Bitterness is like cancer. It eats upon the host. But anger is like fire. It burns it all clean.
Maya Angelou
There is no sweeping away pain, trauma or bad things that have happened to us, or to others we care about. Nor do we have to find silver linings in pain, or believe in any mysterious, cosmic reason for things happening, unless it helps you to see it that way.
Before we can move through feeling pain to recovery, we must accept that we cannot change the past. We must accept that whatever happened did happen, even though it was wrong, unfair, unwarranted.
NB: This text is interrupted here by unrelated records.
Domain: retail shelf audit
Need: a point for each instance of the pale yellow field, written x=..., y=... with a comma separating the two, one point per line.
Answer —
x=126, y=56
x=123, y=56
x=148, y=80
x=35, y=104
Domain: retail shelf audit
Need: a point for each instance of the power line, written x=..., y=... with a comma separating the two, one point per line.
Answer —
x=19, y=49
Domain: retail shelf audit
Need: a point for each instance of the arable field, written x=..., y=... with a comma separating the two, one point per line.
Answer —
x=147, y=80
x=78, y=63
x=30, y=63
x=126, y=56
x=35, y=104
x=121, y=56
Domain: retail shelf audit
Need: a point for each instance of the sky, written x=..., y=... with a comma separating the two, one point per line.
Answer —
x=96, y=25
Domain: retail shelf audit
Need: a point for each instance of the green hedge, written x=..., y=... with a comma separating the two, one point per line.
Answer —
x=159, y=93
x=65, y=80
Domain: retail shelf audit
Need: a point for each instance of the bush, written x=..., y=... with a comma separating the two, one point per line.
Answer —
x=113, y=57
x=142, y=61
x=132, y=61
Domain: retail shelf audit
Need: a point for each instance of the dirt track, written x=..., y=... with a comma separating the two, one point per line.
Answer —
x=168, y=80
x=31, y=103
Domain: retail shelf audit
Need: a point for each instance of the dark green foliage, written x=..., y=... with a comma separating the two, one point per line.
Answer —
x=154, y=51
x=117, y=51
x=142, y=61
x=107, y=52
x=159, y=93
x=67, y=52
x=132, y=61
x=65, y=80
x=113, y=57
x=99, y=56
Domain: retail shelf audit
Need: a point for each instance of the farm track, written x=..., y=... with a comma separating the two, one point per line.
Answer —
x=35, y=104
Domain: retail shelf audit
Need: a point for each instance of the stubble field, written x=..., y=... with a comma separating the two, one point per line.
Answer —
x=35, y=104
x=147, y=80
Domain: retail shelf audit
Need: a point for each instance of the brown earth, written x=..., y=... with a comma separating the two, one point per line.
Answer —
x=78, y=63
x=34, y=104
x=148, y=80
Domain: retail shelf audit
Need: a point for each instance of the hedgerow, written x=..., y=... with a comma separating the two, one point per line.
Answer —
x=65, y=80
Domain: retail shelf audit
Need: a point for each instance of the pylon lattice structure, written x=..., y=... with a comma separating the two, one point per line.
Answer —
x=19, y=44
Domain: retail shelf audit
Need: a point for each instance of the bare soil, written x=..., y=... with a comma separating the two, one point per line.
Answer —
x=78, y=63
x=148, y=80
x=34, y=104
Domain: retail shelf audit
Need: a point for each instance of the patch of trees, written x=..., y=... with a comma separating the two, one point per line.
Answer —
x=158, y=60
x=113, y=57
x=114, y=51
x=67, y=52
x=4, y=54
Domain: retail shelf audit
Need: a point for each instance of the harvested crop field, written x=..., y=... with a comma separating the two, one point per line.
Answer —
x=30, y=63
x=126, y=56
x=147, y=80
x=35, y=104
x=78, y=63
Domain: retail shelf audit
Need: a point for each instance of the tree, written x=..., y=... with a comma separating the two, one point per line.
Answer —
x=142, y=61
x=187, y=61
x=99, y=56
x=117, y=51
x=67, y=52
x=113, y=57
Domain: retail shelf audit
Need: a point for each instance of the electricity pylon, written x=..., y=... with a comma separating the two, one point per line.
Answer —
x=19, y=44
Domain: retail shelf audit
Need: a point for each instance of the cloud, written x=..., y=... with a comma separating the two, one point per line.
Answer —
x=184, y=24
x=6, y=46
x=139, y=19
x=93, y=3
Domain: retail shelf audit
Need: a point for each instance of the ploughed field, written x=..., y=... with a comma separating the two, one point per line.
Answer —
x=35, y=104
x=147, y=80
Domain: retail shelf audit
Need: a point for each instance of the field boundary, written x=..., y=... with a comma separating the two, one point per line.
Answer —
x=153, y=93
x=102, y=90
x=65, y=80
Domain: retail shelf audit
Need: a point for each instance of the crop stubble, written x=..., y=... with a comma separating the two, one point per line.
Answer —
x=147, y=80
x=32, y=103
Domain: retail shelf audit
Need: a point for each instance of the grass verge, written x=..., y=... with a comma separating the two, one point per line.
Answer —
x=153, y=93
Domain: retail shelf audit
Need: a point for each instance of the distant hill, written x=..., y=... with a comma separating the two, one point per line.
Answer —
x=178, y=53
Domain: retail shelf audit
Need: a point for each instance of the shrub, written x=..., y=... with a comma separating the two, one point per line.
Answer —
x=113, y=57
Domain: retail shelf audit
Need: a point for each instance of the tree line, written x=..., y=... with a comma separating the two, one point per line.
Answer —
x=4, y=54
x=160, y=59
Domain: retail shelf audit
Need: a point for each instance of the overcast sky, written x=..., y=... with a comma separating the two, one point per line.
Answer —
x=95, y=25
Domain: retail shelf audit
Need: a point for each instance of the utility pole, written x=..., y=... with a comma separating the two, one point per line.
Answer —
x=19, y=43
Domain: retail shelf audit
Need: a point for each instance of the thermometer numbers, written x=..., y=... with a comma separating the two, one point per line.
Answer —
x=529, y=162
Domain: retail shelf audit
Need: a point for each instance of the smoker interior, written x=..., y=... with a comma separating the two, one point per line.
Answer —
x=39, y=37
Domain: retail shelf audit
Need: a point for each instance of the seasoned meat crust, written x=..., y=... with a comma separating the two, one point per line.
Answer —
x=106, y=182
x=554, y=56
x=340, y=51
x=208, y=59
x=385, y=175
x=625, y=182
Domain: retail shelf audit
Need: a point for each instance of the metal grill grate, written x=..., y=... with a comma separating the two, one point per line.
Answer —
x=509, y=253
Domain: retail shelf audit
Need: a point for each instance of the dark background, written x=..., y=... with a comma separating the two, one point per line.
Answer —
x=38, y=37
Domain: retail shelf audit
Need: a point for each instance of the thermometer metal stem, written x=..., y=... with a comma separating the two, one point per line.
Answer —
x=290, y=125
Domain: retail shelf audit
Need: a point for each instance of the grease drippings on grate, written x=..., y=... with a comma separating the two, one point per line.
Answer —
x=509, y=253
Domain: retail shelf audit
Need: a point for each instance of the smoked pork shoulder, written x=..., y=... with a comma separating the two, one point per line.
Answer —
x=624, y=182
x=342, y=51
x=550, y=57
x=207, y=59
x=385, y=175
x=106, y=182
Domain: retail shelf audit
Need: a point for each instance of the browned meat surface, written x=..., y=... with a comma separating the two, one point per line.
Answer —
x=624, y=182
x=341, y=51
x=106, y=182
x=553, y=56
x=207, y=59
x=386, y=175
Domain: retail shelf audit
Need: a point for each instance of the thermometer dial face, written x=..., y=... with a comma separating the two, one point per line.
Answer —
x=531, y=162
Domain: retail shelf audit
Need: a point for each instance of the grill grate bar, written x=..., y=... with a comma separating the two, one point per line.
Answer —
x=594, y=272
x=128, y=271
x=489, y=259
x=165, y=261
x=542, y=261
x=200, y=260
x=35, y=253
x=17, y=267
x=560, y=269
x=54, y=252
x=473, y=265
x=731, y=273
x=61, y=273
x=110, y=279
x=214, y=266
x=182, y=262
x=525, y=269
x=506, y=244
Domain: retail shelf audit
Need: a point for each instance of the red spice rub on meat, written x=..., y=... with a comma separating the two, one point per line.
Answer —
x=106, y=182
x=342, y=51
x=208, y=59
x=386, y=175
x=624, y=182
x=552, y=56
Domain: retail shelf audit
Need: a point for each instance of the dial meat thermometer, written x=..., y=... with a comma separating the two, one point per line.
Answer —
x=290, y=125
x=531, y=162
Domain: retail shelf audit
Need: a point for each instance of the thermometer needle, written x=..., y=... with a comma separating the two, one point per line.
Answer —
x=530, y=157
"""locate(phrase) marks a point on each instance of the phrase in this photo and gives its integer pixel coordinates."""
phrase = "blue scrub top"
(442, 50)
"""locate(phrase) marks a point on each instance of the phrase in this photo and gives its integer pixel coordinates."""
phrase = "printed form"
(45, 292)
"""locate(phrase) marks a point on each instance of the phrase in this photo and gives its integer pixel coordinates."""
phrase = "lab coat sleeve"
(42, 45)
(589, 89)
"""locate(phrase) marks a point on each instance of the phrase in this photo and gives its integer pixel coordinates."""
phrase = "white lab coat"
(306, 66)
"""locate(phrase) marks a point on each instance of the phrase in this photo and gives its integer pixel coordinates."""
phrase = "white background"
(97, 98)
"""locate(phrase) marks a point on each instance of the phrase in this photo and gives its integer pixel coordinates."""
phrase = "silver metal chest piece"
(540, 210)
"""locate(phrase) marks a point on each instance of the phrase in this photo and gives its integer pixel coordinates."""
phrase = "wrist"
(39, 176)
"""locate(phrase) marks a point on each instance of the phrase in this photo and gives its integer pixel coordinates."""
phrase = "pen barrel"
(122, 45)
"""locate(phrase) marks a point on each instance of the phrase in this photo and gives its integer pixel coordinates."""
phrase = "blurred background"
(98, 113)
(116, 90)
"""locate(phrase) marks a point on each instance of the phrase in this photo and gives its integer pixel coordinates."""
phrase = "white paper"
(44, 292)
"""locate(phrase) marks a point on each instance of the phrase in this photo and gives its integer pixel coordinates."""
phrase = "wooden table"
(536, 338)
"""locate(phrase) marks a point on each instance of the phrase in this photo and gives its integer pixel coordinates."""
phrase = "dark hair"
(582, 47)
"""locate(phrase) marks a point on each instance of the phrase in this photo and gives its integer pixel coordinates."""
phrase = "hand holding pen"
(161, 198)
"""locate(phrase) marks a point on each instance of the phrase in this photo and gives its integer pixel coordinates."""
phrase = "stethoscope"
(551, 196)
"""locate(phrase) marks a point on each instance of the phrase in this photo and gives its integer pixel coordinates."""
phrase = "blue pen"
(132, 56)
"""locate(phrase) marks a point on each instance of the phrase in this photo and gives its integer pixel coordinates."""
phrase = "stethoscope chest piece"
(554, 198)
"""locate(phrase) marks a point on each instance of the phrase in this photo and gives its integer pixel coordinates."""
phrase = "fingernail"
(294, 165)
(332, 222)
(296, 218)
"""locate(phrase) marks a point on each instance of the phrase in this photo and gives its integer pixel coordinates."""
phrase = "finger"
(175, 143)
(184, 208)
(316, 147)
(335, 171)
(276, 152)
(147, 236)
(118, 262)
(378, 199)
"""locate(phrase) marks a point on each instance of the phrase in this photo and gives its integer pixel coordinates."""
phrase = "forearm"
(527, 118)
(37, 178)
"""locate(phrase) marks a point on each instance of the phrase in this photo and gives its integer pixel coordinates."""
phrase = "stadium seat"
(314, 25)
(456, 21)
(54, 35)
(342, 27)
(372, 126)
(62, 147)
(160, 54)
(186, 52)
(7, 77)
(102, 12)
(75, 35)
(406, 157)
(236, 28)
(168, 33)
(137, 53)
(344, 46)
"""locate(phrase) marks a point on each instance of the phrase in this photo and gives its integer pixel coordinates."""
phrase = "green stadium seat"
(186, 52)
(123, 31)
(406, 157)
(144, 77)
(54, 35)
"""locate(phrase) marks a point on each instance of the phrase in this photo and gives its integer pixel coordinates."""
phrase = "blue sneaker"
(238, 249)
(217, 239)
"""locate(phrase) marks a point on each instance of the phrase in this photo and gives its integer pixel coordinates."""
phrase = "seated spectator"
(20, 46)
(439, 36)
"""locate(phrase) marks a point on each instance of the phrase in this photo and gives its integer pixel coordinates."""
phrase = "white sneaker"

It’s fair if that makes us very angry.
In coping with trauma or pain, the idea of presence comes into its own for healing – both having the presence of compassionate others to hear you, and being present for yourself. That means, when we’re struggling, we must let our emotions be expressed, within safe boundaries.
By letting go, letting emotions rip, letting the water of pain flow, we inhabit the full reality of our experiences. You can feel pain and not be taken over by it or disappear into it. It takes courage to let pain or grief be expressed, but feelings do eventually place you down in calmer waters.
Often, the best help we can give someone going through difficult feelings is to stay present with them, listen and companion them, like a life saver, letting them surf the waves, but there to pull them out if they feel like they’re drowning.
Never let your anger destroy. Let it drive, let it create, let it direct better outcomes and better ways for the world, through finding better ways in you. The key rule of expressing rage is to do no harm to yourself or others, but by all means, let yourself feel it.
Love to you.
The soundtrack to writing this piece is the glorious badass Nancy Sinatra, expressing some anger through her music.